Wednesday, September 30, 2020




Nigeria is one of the largest companies in the world on the African continent. But when it comes to doing business in Nigeria, a typical Nigerian business is met with many challenges. In 2016, Nigeria ranked 169th in the World Bank's Simple Doing Business Survey, out of 189 countries.

In the first three years, 80 percent of new companies and startups in Nigeria will fail. Doing business in Nigeria may be a wonderful experience, but a new business or startup will face great challenges and difficulties before success. Starting a business company usually entails its own business risk that can interfere with such a company's growth. Still, all companies in Nigeria have very common problems and challenges. In this paper, we highlighted Nigeria's top business challenges and how to solve those challenges in others to ensure that they don't ruin your business.


One of the difficult tasks is to raise money for any entrepreneur who wants to start his own small business. Simply put, capital is the amount of money that the organization will spend on different business activities. If you're one of the bloc's rich children, it's never easy to collect capital and takes persistence and patience.

Lack of financial capital is the greatest problem in Nigeria when it comes to doing business. And when financial schemes were conceptualized and introduced to benefit enterprises, the government still had difficulties ensuring that financial resources are readily available to entrepreneurs. In most cases, entrepreneurs must use personal investments, corporate loans, families and associates, or government grants to access business financial resources.


Entry to constant energy and power is a major business issue in Nigeria. Average households in Nigeria can have access, as of June 2018, to 6 hours of uninterrupted power out of the day's 24 hours. That is why generators are so popular in Nigeria as an alternative power source.

9 out of 10 houses in the State of Lagos alone have at least one generator as an alternative power source. In recent decades, successive governments have failed to fix Nigeria's energy deficit crisis. The new Minister for Power, Works and Housing, Mr. Raji Fashola, has blamed consumers on the lack of enough financial expenditure in the energy sector for insufficient electricity supplies.


The government plays a critical role in determining how Nigeria does business. No government or economic system leaves some decisions on the market. These regulations are intended to keep companies under control and to ensure that they obey a general law. Corporate legislation is called the Corporate & Allied Matters Act (CAMA).

African countries rate low on the "Doing Business" a score of the World Bank. This is mostly due to the difficulties of starting up a business. In Nigeria, a company's establishment will take between 2 weeks and one month and often involves several regulatory hurdles. The government supports local startup ecosystems more, but the Nigerian government generally needs to do more to make it simpler and more exciting to do business.


While Nigeria is one of the world's largest investment destinations and officially functions well, corruption and bribery continue to be significant obstacles. The federal political system's composition suggests a wide variety of enforcement agencies, which may lead to elected officials seeking bribes.

In 2013, according to the Transparency International Corruption Perception Index, Nigeria ranked the 14 most corrupt country in the world and organized crime in some parts of the country is a major issue. However, President M. Buhari's new administration is fighting hard at all levels of government.


The most important thing here is disruption, such as digital or technical disruption. It affects companies from all sectors in Nigeria. There is also a danger to the industry that global economic growth is unpredictable. When you are uncertain of how the economy can shift, business strategy and strategic growth are far harder and more dangerous.

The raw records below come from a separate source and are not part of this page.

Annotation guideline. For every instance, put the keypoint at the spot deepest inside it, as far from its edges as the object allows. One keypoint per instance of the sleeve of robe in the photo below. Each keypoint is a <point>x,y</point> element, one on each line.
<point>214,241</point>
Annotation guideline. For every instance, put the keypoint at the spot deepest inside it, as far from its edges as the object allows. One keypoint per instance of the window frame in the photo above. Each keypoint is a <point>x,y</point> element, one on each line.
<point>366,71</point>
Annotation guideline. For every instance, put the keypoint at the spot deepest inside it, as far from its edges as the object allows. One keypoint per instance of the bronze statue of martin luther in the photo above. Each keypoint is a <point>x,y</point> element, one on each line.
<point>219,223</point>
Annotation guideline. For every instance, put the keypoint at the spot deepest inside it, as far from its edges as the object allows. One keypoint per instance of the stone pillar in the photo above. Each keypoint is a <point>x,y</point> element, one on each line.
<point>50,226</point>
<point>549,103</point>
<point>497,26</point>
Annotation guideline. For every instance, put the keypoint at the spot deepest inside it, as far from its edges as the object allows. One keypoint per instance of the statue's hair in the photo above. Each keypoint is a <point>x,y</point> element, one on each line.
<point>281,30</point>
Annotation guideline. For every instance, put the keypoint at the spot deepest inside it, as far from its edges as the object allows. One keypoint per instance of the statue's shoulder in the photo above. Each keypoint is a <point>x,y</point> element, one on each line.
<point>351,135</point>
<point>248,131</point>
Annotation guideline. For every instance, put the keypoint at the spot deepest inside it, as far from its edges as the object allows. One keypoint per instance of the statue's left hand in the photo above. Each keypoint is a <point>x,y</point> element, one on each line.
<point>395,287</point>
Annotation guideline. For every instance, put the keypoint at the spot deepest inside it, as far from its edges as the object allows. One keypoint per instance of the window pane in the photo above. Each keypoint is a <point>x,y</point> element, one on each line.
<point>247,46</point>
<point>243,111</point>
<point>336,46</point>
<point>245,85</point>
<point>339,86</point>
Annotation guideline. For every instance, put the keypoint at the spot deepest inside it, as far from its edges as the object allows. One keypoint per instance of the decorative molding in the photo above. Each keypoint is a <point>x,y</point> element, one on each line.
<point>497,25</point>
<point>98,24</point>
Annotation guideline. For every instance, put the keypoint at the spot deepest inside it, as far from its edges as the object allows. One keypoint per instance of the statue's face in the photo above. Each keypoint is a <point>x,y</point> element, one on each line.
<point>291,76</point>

In an attempt to plan for these threats, many corporate companies (such as banks) are now funding startups to become part of the revolution or to grow smaller, agiler and very different parts of their enterprise to look ahead and to become aware of emerging market developments that may impact how business is done.

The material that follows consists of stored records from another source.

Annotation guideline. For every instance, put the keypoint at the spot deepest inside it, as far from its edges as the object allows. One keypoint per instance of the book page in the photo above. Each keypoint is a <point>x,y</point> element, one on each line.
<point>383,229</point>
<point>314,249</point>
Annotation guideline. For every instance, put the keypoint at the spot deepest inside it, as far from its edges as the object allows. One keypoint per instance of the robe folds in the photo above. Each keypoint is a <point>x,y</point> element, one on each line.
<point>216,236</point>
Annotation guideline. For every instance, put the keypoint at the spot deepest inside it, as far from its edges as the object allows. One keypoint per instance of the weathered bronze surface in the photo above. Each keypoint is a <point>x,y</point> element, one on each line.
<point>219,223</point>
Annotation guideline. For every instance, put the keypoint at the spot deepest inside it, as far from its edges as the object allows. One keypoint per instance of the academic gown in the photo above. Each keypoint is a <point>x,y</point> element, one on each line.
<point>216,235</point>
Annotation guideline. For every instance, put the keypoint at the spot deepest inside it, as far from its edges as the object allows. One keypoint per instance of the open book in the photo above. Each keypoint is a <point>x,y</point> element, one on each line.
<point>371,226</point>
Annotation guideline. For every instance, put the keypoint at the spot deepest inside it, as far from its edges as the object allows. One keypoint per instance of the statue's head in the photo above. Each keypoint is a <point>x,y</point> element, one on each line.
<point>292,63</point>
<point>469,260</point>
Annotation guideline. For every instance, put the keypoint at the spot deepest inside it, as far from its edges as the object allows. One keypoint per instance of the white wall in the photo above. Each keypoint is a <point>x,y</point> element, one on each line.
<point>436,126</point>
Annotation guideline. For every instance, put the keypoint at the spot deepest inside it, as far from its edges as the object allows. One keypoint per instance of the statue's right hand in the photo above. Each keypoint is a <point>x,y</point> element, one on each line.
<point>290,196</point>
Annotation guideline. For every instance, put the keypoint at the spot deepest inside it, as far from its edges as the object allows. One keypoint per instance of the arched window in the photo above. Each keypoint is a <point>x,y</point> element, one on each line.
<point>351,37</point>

Domestic terrorism, kidnappings, community clashes are just some of the national security challenges that this country faces every day. Theft and organized armed robbery are the businessmen's worse clothes; no one seems safe and safe from this danger that has ruined our society. This means that company owners and companies invest more than enough on safety initiatives, which raises the costs of operating a business in Nigeria.


Most effective companies in Nigeria have struggled to get employees who have no problem in one region. The quality of the people you hire plays an important role in the success/breaking of a company. While skilled and well-trained job seekers in Nigeria are generally not lacking, the challenge is to look for employees who agree with your business vision.

These are some of the challenges in Nigeria, and while they are all critical in their way, they can be overcome with good planning and determination.